The man known as President Obama's "czar" of CEO pay, Kenneth Feinberg, said on Thursday that he finds the title "unfortunate" and believes that the criticism he is getting from both sides of the compensation debate means he must be doing his job right.
Speaking at the Bloomberg Washington Summit, Feinberg beat back questions about the power he wields and role he's played in limiting CEO pay at seven institutions dependent on government bailout funds.
"I must say, this czar characterization is very unfortunate," he said at one point, when asked what he could do about corporate governance -- something not under his domain. "I really am not eager to use imperial edicts. I would rather cooperate with these companies. And they've been very cooperative."
His goal is to implement a policy authorized by Congress, based on respecting the need to keep these institutions "thriving" while simultaneously getting the taxpayers money back, he said. The fact that some people feel he's gone too far and others are hungry for more, he said, indicates that "maybe I've struck the right balance."
In late October, Feinberg ordered a 90 percent cut in average salaries for the top 25 executives at Bank of America Corp., American International Group Inc., Citigroup Inc., General Motors, GMAC, Chrysler and Chrysler Financial.
"There was no vindictiveness in my decision," Feinberg explained. "There was no revenge. It was strictly: Here is the statue, here are the accompanying regulations, here is the Congress watching... and here is what I think, in my assessment, will keep these companies thriving."
Asked whether he thought his purview -- which consists only of those institutions still dependent on taxpayer funds -- is too limited, Feinberg replied:
"I have no jurisdiction over nor should I have over these other Wall Street firms. I hope that the recommendations that are made on compensation -- particularly the structure -- will be voluntarily adopted by Wall Street firms and other companies... But that's up to them."

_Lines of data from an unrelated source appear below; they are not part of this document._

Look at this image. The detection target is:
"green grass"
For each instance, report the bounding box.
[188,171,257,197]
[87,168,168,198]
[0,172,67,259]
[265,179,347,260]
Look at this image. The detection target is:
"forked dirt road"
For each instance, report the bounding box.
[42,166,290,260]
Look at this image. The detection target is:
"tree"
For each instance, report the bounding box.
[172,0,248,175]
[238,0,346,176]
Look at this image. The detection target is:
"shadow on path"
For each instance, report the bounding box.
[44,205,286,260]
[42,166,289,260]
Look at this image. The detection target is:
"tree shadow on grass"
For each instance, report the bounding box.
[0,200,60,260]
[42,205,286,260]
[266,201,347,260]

The position of pay czar -- if you will -- was established earlier this year when Congress amended the language of the TARP legislation to ensure that a situation similar to AIG's issuance of exorbitant bonuses did not happen again. Feinberg, a protege of former U.S. Senator Ted Kennedy, took over the post as part of pro-bono work.
It is, in many ways, a no-win situation, with those angry at Wall Street's excesses demanding stiff punishments and devotees of the capitalist system decrying the heavy government hand.
"I must say," Feinberg acknowledged, "you cannot help but be sensitive to the political realities. What good is it to render decisions if they will be so vilified and criticized by Congress that the very companies that you want to thrive are placed in jeopardy?"